El lugar era un jardín de las delicias; un paraíso terrenal. En un principio las muchachas se mostraron reservadas con el marinero, pero la vida se impuso a fin de cuentas, y bien pronto entraron en una relación que si bien podía ser criticable a la luz de la civilización, se podía explicar en aquel estado de naturaleza en el cual los náufragos podían actuar como salvajes inocentes a la manera de los descritos por Rousseau.
Llegaron a un acuerdo: cada una de ellas gozaría al marino un día de la semana. El domingo lo dejarían descansar, y él podría cantar los himnos de su iglesia –Amazing grace; Oh, what friend we have in Jesus; Onward, Christian soldiers, y otros-, pues a pesar de ser hombre de mar era profundamente religioso, y más después del venturoso arreglo a que había llegado con las bellas jóvenes, circunstancia que lo movía a dar infinitas gracias al Señor.

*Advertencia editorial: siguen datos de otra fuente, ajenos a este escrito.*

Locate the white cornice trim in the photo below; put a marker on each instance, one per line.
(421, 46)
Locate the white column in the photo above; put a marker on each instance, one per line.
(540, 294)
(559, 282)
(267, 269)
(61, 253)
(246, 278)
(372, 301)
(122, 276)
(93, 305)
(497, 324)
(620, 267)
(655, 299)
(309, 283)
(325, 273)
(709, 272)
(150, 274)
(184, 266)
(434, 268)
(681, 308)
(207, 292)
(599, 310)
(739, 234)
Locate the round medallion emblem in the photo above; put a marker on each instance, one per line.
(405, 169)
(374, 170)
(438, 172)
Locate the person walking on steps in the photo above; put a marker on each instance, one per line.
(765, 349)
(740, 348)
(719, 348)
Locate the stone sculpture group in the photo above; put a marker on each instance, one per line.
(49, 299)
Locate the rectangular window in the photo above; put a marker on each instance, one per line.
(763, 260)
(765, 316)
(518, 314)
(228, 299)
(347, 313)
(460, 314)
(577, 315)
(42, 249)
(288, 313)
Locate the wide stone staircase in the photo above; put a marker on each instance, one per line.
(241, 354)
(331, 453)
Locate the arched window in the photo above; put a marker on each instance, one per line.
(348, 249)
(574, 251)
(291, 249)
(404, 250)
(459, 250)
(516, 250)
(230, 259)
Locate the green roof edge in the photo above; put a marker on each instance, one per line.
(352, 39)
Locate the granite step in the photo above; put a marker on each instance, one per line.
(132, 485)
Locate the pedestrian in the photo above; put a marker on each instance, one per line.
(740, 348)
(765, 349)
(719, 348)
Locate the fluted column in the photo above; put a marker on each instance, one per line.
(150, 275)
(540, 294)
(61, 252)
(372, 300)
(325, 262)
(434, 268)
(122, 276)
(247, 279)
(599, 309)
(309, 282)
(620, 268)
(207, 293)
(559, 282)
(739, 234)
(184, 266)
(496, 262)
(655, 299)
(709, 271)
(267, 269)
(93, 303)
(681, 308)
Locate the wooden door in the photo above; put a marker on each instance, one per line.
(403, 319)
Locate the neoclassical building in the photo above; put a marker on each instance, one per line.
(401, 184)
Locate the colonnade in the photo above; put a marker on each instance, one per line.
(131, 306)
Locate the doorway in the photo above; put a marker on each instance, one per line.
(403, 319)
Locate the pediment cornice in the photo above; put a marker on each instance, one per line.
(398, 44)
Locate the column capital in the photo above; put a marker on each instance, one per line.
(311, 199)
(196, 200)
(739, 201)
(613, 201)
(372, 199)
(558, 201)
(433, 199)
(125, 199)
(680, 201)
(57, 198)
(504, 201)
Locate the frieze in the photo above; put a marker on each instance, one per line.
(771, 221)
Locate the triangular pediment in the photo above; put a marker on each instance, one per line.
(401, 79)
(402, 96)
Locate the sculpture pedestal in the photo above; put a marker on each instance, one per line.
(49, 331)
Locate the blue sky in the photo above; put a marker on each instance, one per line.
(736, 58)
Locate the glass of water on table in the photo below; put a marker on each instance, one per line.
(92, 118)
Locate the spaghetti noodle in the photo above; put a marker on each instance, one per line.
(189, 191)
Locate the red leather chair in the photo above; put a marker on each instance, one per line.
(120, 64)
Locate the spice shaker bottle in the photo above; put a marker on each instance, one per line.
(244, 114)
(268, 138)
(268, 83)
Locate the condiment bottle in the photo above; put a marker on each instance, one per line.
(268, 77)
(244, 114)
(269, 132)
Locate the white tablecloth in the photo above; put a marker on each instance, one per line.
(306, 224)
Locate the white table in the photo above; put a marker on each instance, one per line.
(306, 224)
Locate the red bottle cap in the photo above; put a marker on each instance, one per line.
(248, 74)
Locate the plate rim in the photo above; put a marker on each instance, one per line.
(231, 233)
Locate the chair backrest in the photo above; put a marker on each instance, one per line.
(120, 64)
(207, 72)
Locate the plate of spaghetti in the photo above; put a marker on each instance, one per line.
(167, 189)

Pero ¡ah variable espíritu de los humanos! Con el tiempo el trato con las féminas se le volvió fatigoso al pobre nauta. Sólo las miríficas aguas de Saltillo son capaces de dar a un hombre los arrestos suficientes para hacer obra de varón todos los días, y él no disponía de ese taumaturgo líquido.
Una mañana estaba el marinero reposando en su hamaca la fatiga de la noche anterior, cuando de pronto vio a lo lejos una pequeña vela blanca. ¡Era una embarcación que se acercaba! Corrió a la playa, y vio que quien venía en el bote era un hombre.

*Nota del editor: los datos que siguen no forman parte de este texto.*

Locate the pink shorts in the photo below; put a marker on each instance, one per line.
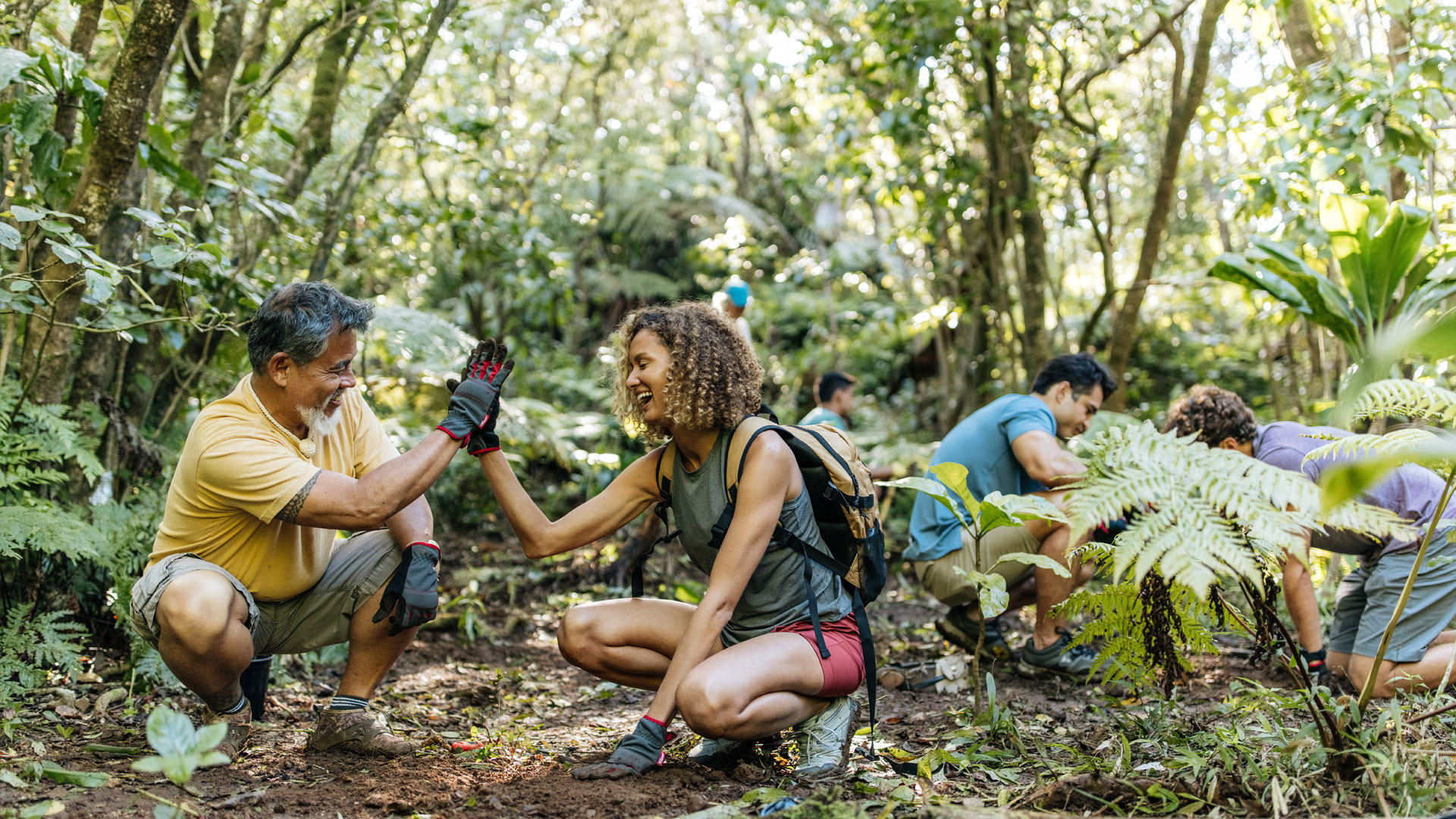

Se alegró sobremanera, pues pensó que se dividiría la labor con él, y así sólo tendría que ejercer su varonil función tres días a la semana, en vez de seis.
Llegó por fin la embarcación a la orilla, y saltó a tierra el ocupante. Cuando vio al habitante de la isla juntó las manos y exclamó con atiplada voz: “¡Ay, un marino! ¡Con lo que a mí me gustan los mariscos!”. “¡Uta! –profirió mohíno el náufrago-. ¡Adiós domingos!”… FIN.